De son côté, cela fonctionne pareil. Il me propose des tas de choses visuellement et parfois, je ne suis pas convaincu. L'univers de Croquemitaines est très riche, et même si j'en avais une idée assez précise dans mon esprit, je n'ai détaillé que peu de choses. J'avais besoin que Djet se l'approprie. Et c'est toujours une bonne surprise au final, ça remet tout en perspective et parfois même, ça vous donne des idées. Par exemple, c'est suite à ses premiers designs que j'ai décidé que chaque Croquemitaine aurait une arme propre, une "relique". Cela a finalement pris une certaine importance symbolique avec la "Grande Faucheuse", l'arme du Père-la-Mort. Pour le découpage, à moins d'avoir une idée très précise dans l'esprit, je me contente d'indications larges sur l'emplacement de la caméra et le cadrage. Pour ce genre de chose, je laisse le talent de Djet s'exprimer, il fait ça bien mieux que moi .
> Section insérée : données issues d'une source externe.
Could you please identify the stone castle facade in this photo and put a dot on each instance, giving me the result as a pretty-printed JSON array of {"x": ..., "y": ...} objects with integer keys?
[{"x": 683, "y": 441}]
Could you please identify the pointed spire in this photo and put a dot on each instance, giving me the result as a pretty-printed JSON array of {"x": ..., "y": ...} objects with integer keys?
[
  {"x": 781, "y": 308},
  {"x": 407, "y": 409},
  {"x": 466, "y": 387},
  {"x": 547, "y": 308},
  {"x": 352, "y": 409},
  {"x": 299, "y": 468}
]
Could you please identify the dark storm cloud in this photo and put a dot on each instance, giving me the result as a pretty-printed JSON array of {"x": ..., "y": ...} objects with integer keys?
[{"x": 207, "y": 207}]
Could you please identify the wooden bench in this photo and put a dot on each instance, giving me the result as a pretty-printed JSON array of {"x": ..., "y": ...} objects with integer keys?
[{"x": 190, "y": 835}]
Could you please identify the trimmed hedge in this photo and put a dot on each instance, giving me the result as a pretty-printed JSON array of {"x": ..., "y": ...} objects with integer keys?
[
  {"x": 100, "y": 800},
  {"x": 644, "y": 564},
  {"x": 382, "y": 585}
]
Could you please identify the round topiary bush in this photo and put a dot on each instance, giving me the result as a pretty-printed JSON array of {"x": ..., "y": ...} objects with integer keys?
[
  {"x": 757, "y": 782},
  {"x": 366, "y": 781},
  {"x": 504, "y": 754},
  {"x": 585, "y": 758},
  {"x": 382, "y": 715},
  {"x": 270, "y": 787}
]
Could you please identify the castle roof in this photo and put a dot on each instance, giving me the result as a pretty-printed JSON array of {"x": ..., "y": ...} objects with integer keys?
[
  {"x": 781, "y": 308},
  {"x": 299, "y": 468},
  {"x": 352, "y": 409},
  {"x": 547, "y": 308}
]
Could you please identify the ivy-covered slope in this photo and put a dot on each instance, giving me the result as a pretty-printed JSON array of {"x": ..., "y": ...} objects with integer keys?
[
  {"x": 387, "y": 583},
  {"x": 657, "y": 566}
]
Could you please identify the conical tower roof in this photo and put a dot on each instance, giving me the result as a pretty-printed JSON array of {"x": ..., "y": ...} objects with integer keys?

• Un jeune auteur qui partage sa vie professionnelle entre scénariste de comics et avocat, la comparaison avec un certain Matt Murdock a dû t'être faite un grand nombre de fois j'imagine. Comment arrives-tu à jongler entre ces deux casquettes ? 

Ah ah ah, et bien figure toi que c'est la première fois que je l'entends ! Je n'ai vraiment pas l'impression d'être un super héro, juste d'avoir beaucoup de chance. J'ai toujours voulu écrire et aujourd'hui j'y arrive. Je suppose que cela me donne la motivation nécessaire pour m'installer devant Word après une journée de boulot. Je ne vais pas mentir, c'est souvent très difficile de trouver l'énergie. Mais j'ai également la chance d'avoir une femme aux petits soins qui m'aide autant qu'elle peut à jongler entre ces deux métiers et les enfants.

• Tu nous le disais un peu plus tôt, tu as plusieurs projets dans les cartons, peux-tu nous dire ce qui t'attend dans un futur proche ?

J'ai trois projets en cours actuellement, et un quatrième qui ne demande qu'à sortir de sa boite. Le plus gros challenge pour moi, c'est de trouver le temps de les mener à bien. Chacun de ces projets est soit plus ambitieux que mes deux premières BD, soit dans un registre complètement différent. Je veux explorer, défricher et surtout m'amuser. Avec Djet, on prépare un projet de série mêlant gangsta rap et ésotérisme sur fond de culture Cajun en Louisiane, j'ai un projet de contes pour enfant également avec Nénent, un super illustrateur et dessinateur BD, et enfin un scénario sur lequel je planche depuis 2011. Un gros truc à la croisée d'Harry Potter et de Ghost in the Shell sur lequel on bosse en ce moment avec Grelin. On verra bien, mais j'espère signer l'un des trois avant la fin de l'année.

• Enfin, dernière question : quels ont été tes coups de coeurs (BD, comics, film, jeux-vidéo, cinéma... peu importe) récents ? 

Je ne crois pas avoir eu de gros "coup de cœur" récent. Mon dernier en matière de livres a été "The Ocean at the End of the Lane" de Neil Gaiman, en jeu vidéo je dirais For Honor que je trouve super fun et rafraichissant, et en film, Moonlight.

• Et question Bonus : Qui de toi ou Djet gagne à Street Fighter ?

Ah mais c'est pas vrai ! Il vous en a parlé, c'est ça ? Quel salopard.

C'est lui, bien sûr que c'est lui. Je l'ai remis en selle alors qu'il avait lâché les gants depuis des années et puis rapidement, il m'a dépassé. Aujourd'hui, sur 10 match, il me plie 8 fois. J'en ai vite eu marre de me faire punir dès que je prenais la manette alors j'ai rangé le jeu au fond de l'étagère. Ce qu'il ne vous a pas dit, c'est que depuis qu'on s'est mis à For Honor, les choses ont un peu changées. Il affirme qu'on est de même niveau, mais la vérité, c'est qu'avec mon Oro-Shi, il n'a aucune chance !

• Merci à toi pour ta disponibilité et on vous souhaite le meilleur pour Croquemitaines ! 

Merci à toi ! Et j'espère que le Tome 2 vous plaira.

Croquemitaines tome 2 sera disponble le 17 mai prochain en librairie.